The cheapest mitigation for deploy-time rebalances is also the most overlooked: shut the consumer down on purpose, instead of letting the JVM disappear.

public class GracefulConsumer {
    private final KafkaConsumer<String, String> consumer;
    private final AtomicBoolean running = new AtomicBoolean(true);

    public void run() {
        Runtime.getRuntime().addShutdownHook(new Thread(() -> {
            running.set(false);
            consumer.wakeup();
        }));

        try {
            while (running.get()) {
                ConsumerRecords<String, String> records = consumer.poll(Duration.ofSeconds(1));
                process(records);
                consumer.commitSync();
            }
        } catch (WakeupException ignored) {
            // expected on shutdown
        } finally {
            consumer.close(Duration.ofSeconds(30));
        }
    }
}

consumer.close() sends a LeaveGroup request and commits final offsets. Combined with group.instance.id, the broker waits for the configured session timeout before redistributing partitions, giving the new pod a chance to rejoin first.

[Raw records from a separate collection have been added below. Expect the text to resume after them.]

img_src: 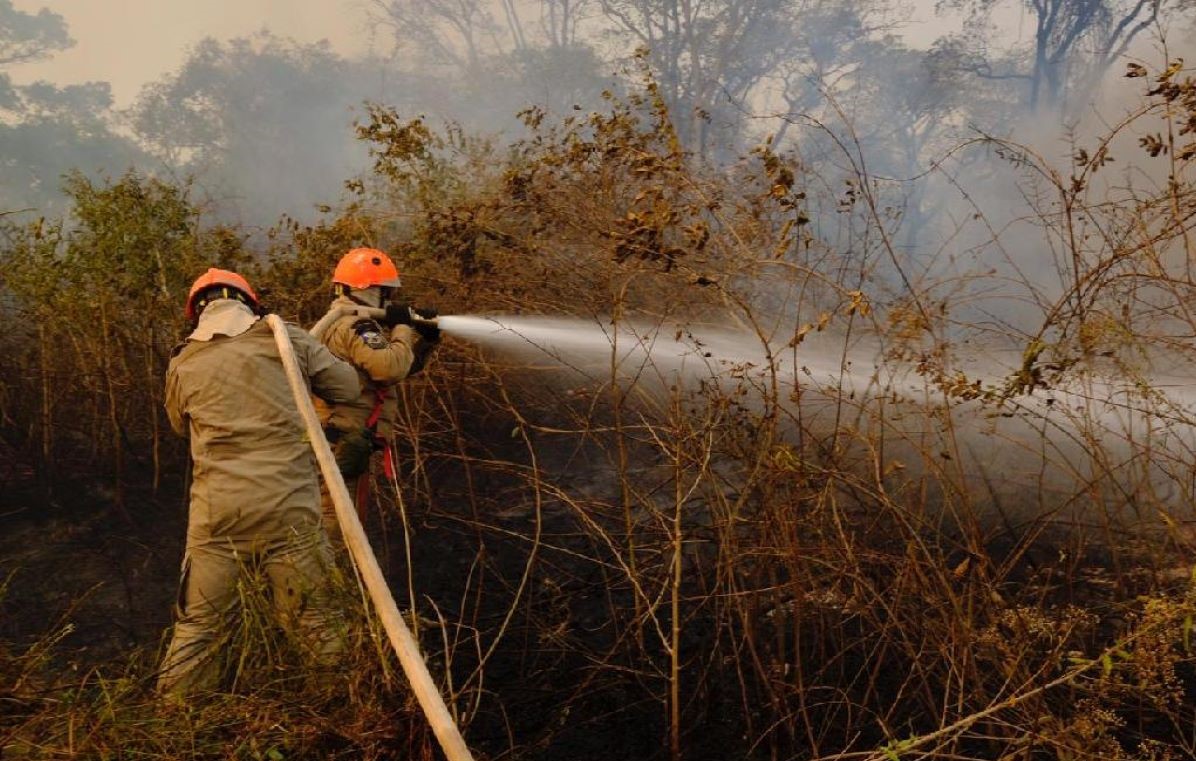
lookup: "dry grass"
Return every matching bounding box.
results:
[5,59,1196,760]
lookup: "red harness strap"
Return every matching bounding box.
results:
[365,387,388,430]
[354,387,397,523]
[365,387,397,480]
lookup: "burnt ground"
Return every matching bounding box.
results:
[4,424,1184,760]
[0,475,183,670]
[0,429,687,760]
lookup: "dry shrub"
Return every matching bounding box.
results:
[5,58,1196,761]
[0,565,438,760]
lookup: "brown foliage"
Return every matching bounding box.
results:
[5,64,1196,760]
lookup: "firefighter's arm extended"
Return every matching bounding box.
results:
[341,318,418,385]
[289,323,360,403]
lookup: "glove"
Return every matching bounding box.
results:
[331,427,374,478]
[383,303,413,326]
[407,322,439,375]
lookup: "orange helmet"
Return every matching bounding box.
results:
[185,267,259,321]
[333,247,401,290]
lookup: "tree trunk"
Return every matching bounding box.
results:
[38,322,53,491]
[148,326,161,495]
[100,299,130,522]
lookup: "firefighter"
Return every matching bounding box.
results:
[314,247,440,539]
[158,268,360,696]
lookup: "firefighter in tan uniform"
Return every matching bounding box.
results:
[158,268,360,696]
[315,248,440,539]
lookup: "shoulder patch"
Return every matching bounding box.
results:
[352,319,389,350]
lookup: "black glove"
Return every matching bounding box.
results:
[412,305,438,320]
[330,427,374,478]
[383,303,413,326]
[413,319,441,344]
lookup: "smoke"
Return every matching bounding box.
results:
[1,1,620,225]
[4,0,1196,364]
[773,25,1196,342]
[4,0,1192,231]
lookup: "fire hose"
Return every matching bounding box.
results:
[267,314,475,761]
[308,303,438,341]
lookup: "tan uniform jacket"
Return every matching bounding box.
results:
[166,317,359,549]
[315,296,419,440]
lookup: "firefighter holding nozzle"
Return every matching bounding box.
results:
[314,247,441,540]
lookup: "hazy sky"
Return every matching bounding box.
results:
[12,0,967,109]
[11,0,376,106]
[14,0,971,107]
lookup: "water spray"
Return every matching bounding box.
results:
[313,302,1196,527]
[443,312,1196,522]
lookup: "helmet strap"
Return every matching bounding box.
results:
[193,286,253,323]
[347,286,384,308]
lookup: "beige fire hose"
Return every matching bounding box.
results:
[267,314,475,761]
[309,304,387,340]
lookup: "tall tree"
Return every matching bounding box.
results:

The principle that ties it together

Consumer lag is not a Kafka problem to solve with more partitions or more consumers. It is a signal about your consumer’s ability to keep up.

Rebalancing is not a failure. It is Kafka doing its job. Unnecessary rebalancing (caused by misconfigured timeouts, slow processing, or thoughtless deployments) is entirely preventable.

Get the configuration right. Instrument the four signals. Switch to cooperative rebalancing. Then your on-call rotation goes back to being boring, which is exactly what you want.